Puisque vous insistez lourdement, voici quelques extraits des
mémorandums et câbles diplomatiques concernant des promesses informelles faites
aux russes contre l’élargissement de l’OTAN.
This U.S.
Embassy Bonn cable reporting back to Washington details both of Hans-Dietrich
Genscher’s proposals – that NATO would not expand to the east, and that the
former territory of the GDR in a unified Germany would be treated differently
from other NATO territory.
Ce câble de l’ambassade des États-Unis à Bonn, adressé à
Washington, détaille les deux propositions de Hans-Dietrich Genscher : que
l’OTAN ne s’étende pas
à l’est et que l’ancien territoire de la RDA, dans une
Allemagne unifiée, soit traité différemment des autres territoires de l’OTAN.
The British
memorandum specifically quotes Genscher as saying “that when he talked about
not wanting to extend NATO that applied to other states beside the GDR. The
Russians must have some assurance that if, for example, the Polish Government
left the Warsaw Pact one day, they would not join NATO the next.” Genscher and
Hurd were saying the same to their Soviet counterpart Eduard Shevardnadze, and
to James Baker
Le mémorandum britannique cite spécifiquement Genscher,
qui a déclaré : « Lorsqu’il a évoqué
son refus d’étendre l’OTAN, cela s’appliquait
à d’autres États que la RDA. Les Russes doivent avoir l’assurance que si,
par exemple, le gouvernement polonais quittait le Pacte de Varsovie un jour, il
ne rejoindrait pas l’OTAN le lendemain. » Genscher et Hurd
ont tenu les mêmes propos à leur homologue soviétique Édouard Chevardnadze et à
James Baker.
Although heavily
redacted compared to the Soviet accounts of these conversations, the official
State Department version of Secretary Baker’s assurances to Soviet Foreign
Minister Shevardnadze just before the formal meeting with Gorbachev on February
9, 1990, contains a series of telling phrases ... among other “ There would, of
course, have to be iron-clad guarantees that NATO’s jurisdiction or forces
would not move eastward. And this would have to be done in a manner that would
satisfy Germany’s neighbors to the east.
Bien que largement expurgée par rapport aux comptes rendus
soviétiques de ces conversations, la version officielle du Département d’État
des assurances données par le secrétaire Baker au ministre soviétique des
Affaires étrangères Chevardnadze, juste avant la rencontre officielle avec
Gorbatchev le 9 février 1990, contient une série de phrases révélatrices ...
entre autres : « Il faudrait, bien
sûr, des garanties absolues que la juridiction ou les forces de l’OTAN ne se
déplaceraient pas vers l’est. Et cela devrait se faire
d’une manière qui satisfasse les voisins de l’Allemagne à l’est".

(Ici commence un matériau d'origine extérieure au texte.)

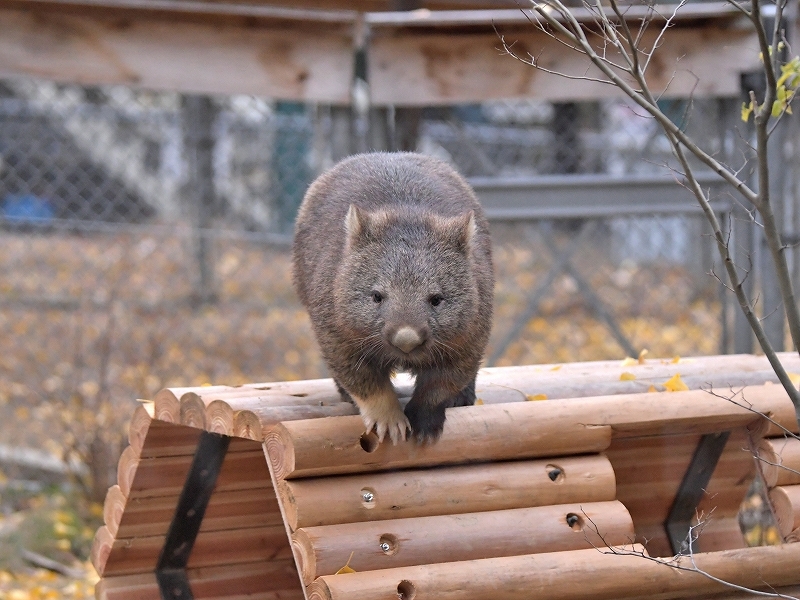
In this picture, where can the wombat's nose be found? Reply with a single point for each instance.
(406, 339)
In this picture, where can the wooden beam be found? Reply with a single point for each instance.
(445, 69)
(167, 54)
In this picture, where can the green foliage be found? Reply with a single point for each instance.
(785, 89)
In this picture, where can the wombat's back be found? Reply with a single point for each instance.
(373, 181)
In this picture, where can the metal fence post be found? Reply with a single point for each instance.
(199, 114)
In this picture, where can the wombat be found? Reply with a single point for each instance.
(392, 259)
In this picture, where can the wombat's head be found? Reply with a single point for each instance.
(406, 291)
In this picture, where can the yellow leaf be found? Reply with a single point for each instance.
(346, 568)
(795, 379)
(675, 384)
(63, 544)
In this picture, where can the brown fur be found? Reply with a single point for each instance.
(392, 250)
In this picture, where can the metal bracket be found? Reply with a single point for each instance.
(182, 533)
(690, 492)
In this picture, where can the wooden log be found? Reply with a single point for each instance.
(192, 411)
(561, 386)
(786, 505)
(574, 575)
(448, 490)
(230, 546)
(235, 509)
(516, 430)
(167, 406)
(158, 438)
(127, 466)
(780, 461)
(101, 549)
(219, 418)
(524, 430)
(791, 591)
(269, 416)
(247, 425)
(114, 508)
(140, 424)
(426, 540)
(166, 476)
(273, 580)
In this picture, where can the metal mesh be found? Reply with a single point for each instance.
(144, 244)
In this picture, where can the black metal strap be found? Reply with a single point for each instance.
(695, 480)
(182, 533)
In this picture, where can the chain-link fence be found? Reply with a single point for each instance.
(145, 244)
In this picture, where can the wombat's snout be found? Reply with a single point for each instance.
(407, 338)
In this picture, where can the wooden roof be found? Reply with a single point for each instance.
(443, 53)
(518, 497)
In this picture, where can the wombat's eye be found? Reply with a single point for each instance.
(436, 299)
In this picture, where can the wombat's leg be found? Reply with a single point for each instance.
(381, 410)
(465, 397)
(346, 397)
(432, 395)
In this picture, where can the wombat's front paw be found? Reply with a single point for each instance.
(386, 419)
(426, 421)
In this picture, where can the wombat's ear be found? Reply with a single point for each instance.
(459, 231)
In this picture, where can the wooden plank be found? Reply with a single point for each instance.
(446, 490)
(446, 69)
(574, 575)
(231, 546)
(273, 580)
(425, 540)
(167, 54)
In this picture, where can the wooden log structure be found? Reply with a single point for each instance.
(576, 496)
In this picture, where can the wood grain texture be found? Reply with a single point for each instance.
(170, 54)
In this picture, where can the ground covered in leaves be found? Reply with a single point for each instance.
(91, 322)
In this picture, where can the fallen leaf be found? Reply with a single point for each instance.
(795, 379)
(676, 384)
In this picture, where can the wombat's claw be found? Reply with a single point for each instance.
(395, 424)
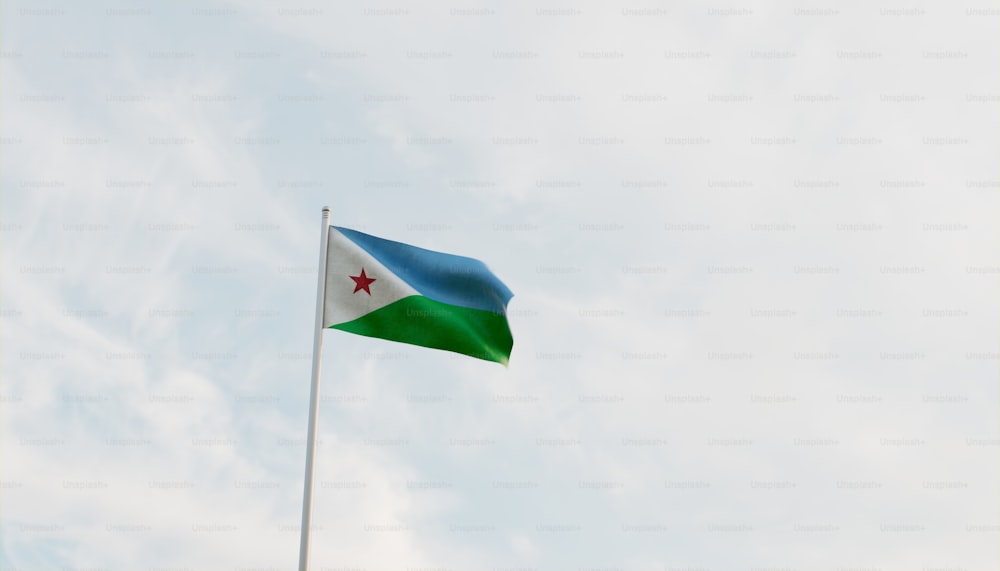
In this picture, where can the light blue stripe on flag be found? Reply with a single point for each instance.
(447, 278)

Épargnez nous de votre diarrhée verbale et tenez vous en aux faits.
Vous déformez sans vergogne les propos de Mikhaïl Gorbatchev pour étayer votre affirmation selon laquelle l’OTAN ne s’est jamais engagée à ne pas accueillir de nouveaux membres.
Gorbatchev déclare : “La question de l’expansion de l’OTAN n’a pas été abordée du tout, et elle n’a pas été évoquée durant ces années.” « The topic of “Nato expansion” was not discussed at all, and it wasn’t brought up in those years’”.
On pourrait se demander à quelles années Gorbatchev faisait référence. L’interview dont cette phrase est tirée montre clairement qu’il pensait en fait aux années 1990-1991, lorsque la réunification allemande était envisagée et qu’une promesse avait été faite de ne pas déployer de forces de l’OTAN en ex-Allemagne de l’Est (une promesse qui, selon Gorbatchev, a été tenue à ce jour).
Il poursuit en affirmant que la question d’une extension de l’OTAN ne s’est même pas posée à cette époque, car »aucun pays d’Europe de l’Est ne l’a suggérée, même après la fin du pacte de Varsovie en 1991. Les dirigeants occidentaux n’ont pas non plus soulevé la question« . »Not a singe Eastern European country raised the issue, not even after the Warsaw Pact ceased to exist in 1991. Western leaders didn’t bring it up, either« .
Mais lorsque la question se pose, en 1993, Gorbatchev déclare : »Dès le début, j’ai qualifié cela de grave erreur. C’était assurément une violation de l’esprit des déclarations et des assurances qui nous ont été données en 1990« . »I from the very start called it a great mistake. It was certainly a violation of the spirit of those declarations and assurances that we were given in 1990« . On se demande quelles assurances ?...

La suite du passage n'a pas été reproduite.